Search code examples
phputf-8character-encoding

PHP DOMDocument loadHTML not encoding UTF-8 correctly


I'm trying to parse some HTML using DOMDocument, but when I do, I suddenly lose my encoding (at least that is how it appears to me).

$profile = "<div><p>various japanese characters</p></div>";
$dom = new DOMDocument();
$dom->loadHTML($profile); 

$divs = $dom->getElementsByTagName('div');

foreach ($divs as $div) {
    echo $dom->saveHTML($div);
}

The result of this code is that I get a bunch of characters that are not Japanese.

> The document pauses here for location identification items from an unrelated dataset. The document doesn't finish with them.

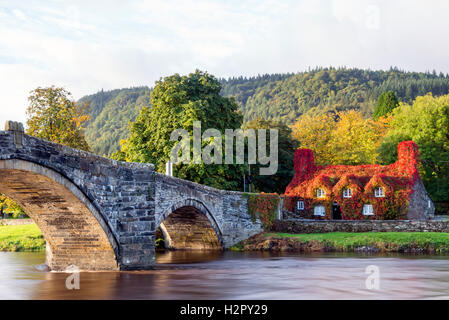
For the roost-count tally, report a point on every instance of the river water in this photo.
(236, 275)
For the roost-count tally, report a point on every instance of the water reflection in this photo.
(235, 275)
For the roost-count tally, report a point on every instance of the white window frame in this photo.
(368, 210)
(379, 192)
(320, 193)
(319, 211)
(347, 193)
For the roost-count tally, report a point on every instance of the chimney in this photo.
(408, 158)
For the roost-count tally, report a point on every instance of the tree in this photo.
(54, 116)
(355, 140)
(176, 102)
(426, 122)
(386, 103)
(286, 150)
(8, 205)
(341, 138)
(315, 133)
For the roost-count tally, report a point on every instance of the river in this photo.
(235, 275)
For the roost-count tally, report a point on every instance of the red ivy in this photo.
(396, 179)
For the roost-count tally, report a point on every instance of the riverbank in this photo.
(21, 238)
(375, 242)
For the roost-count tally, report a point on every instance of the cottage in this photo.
(374, 192)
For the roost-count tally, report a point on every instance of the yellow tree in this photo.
(9, 206)
(341, 138)
(54, 116)
(315, 133)
(355, 140)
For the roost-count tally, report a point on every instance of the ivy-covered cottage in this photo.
(359, 192)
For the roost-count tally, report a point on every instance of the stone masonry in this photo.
(324, 226)
(101, 214)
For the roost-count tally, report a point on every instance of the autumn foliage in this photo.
(396, 180)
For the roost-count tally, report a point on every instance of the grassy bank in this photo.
(21, 238)
(412, 242)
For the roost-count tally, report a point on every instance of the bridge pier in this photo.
(101, 214)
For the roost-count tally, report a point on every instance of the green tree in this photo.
(54, 116)
(286, 151)
(427, 123)
(176, 102)
(386, 103)
(9, 206)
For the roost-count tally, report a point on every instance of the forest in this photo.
(346, 116)
(282, 97)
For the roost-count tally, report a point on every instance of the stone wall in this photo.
(227, 211)
(15, 222)
(324, 226)
(97, 213)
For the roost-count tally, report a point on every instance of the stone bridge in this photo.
(100, 214)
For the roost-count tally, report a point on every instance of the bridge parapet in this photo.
(125, 203)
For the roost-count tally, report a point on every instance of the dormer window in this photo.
(319, 211)
(368, 210)
(320, 193)
(379, 192)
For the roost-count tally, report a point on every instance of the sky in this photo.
(86, 46)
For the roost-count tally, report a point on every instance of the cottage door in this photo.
(336, 211)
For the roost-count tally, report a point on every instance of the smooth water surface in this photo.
(235, 275)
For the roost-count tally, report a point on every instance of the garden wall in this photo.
(323, 226)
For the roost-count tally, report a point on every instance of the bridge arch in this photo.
(189, 224)
(75, 231)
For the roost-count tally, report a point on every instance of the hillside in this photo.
(278, 96)
(110, 112)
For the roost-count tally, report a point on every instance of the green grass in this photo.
(21, 238)
(388, 241)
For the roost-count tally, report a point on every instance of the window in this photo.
(379, 192)
(368, 210)
(319, 211)
(347, 193)
(320, 193)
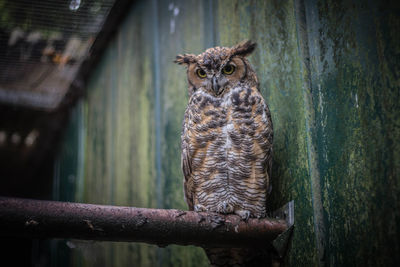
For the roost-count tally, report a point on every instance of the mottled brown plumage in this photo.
(227, 135)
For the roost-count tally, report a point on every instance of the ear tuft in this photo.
(185, 59)
(244, 48)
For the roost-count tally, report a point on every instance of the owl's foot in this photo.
(224, 207)
(244, 214)
(199, 208)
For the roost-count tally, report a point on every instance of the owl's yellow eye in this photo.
(228, 69)
(201, 73)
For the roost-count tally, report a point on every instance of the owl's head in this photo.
(219, 68)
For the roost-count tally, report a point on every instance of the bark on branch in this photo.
(51, 219)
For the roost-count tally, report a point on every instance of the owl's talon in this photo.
(199, 208)
(244, 214)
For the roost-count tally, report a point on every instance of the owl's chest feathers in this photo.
(222, 132)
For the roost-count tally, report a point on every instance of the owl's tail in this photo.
(238, 257)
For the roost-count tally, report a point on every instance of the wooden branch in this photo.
(51, 219)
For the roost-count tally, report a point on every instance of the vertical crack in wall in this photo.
(157, 115)
(305, 16)
(157, 104)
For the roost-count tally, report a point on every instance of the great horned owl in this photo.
(227, 134)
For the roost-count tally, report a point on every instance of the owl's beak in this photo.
(215, 85)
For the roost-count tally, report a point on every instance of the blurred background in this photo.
(91, 107)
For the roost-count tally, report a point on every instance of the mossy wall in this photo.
(329, 71)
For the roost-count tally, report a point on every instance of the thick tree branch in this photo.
(51, 219)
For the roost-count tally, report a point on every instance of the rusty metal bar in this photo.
(51, 219)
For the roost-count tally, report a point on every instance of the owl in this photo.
(227, 134)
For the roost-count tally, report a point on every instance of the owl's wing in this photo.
(186, 164)
(270, 140)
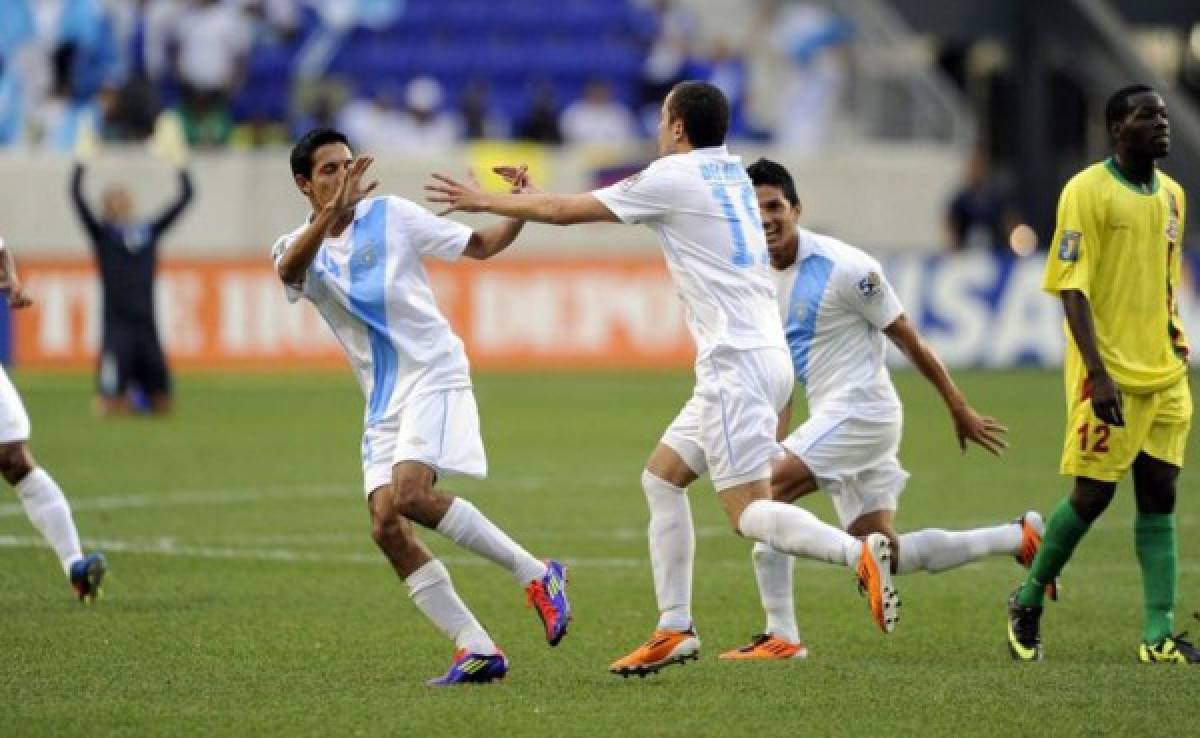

However, if I do:

echo $profile;

it displays correctly. I've tried saveHTML and saveXML, and neither display correctly. I am using PHP 5.3.

What I see:

ã¤ãªãã¤å·ã·ã«ã´ã«ã¦ãã¢ã¤ã«ã©ã³ãç³»ã®å®¶åº­ã«ã9人åå¼ã®5çªç®ã¨ãã¦çã¾ãããå½¼ãå«ãã¦4人ã俳åªã«ãªã£ããç¶è¦ªã¯æ¨æã®ã»ã¼ã«ã¹ãã³ã§ãæ¯è¦ªã¯éµä¾¿å±ã®å®¢å®¤ä¿ã ã£ããé«æ ¡æ代ã¯ã­ã£ãã£ã®ã¢ã«ãã¤ãã«å¤ãã¿ãæè²è³éãåããªããã«ããªãã¯ç³»ã®é«æ ¡ã¸é²å­¦ã

What should be shown:

イリノイ州シカゴにて、アイルランド系の家庭に、9人兄弟の5番目として生まれる。彼を含めて4人が俳優になった。父親は木材のセールスマンで、母親は郵便局の客室係だった。高校時代はキャディのアルバイトに勤しみ、教育資金を受けながらカトリック系の高校へ進学

EDIT: I've simplified the code down to five lines so you can test it yourself.

$profile = "<div lang=ja><p>イリノイ州シカゴにて、アイルランド系の家庭に、</p></div>";
$dom = new DOMDocument();
$dom->loadHTML($profile);
echo $dom->saveHTML();
echo $profile;

Here is the html that is returned:

<div lang="ja"><p>イリノイ州シカゴã«ã¦ã€ã‚¢ã‚¤ãƒ«ãƒ©ãƒ³ãƒ‰ç³»ã®å®¶åº­ã«ã€</p></div>
<div lang="ja"><p>イリノイ州シカゴにて、アイルランド系の家庭に、</p></div>

Solution

  • DOMDocument::loadHTML will treat your string as being in ISO-8859-1 (the HTTP/1.1 default character set) unless you tell it otherwise. This results in UTF-8 strings being interpreted incorrectly.

    DOMDocument uses an HTML4 parser. If you're loading HTML5, you might want to look at alternative solutions.

    If you're dealing with simple snippets of (X)HTML, you could prepend an XML encoding declaration or a meta charset declaration to cause the string to be treated as UTF-8:

    $profile = '<p>イリノイ州シカゴにて、アイルランド系の家庭に、9</p>';
    $dom = new DOMDocument();
    
    // This version preserves the original characters
    $contentType = '<meta http-equiv="Content-Type" content="text/html; charset=utf-8">';
    $dom->loadHTML($contentType . $profile);
    echo $dom->saveHTML();
    
    // This version will HTML-encode high-ASCII bytes
    $dom->loadHTML('<meta charset="utf8">' . $profile);
    echo $dom->saveHTML();
    
    // This version will also HTML-encode high-ASCII bytes,
    // and won't work for LIBXML_DOTTED_VERSION >= 2.12.0
    $dom->loadHTML('<?xml encoding="utf-8" ?>' . $profile);
    echo $dom->saveHTML();
    

    If you cannot know if the HTML will already contain declarations, there's a workaround in SmartDOMDocument which should help you:

    $profile = '<p>イリノイ州シカゴにて、アイルランド系の家庭に、9</p>';
    $dom = new DOMDocument();
    $dom->loadHTML(mb_convert_encoding($profile, 'HTML-ENTITIES', 'UTF-8'));
    echo $dom->saveHTML();
    

    In PHP 8.2+, you'll get a deprecation warning, so the alternative would be:

    $profile = '<p>イリノイ州シカゴにて、アイルランド系の家庭に、9</p>';
    $dom = new DOMDocument();
    $dom->loadHTML(mb_encode_numericentity($profile, [0x80, 0x10FFFF, 0, ~0], 'UTF-8'));
    echo $dom->saveHTML();
    

    (For a better explanation of that rather cryptic array, see here.)

    This is not a great workaround, but since not all characters can be represented in ISO-8859-1 (like these katana), it's the safest alternative.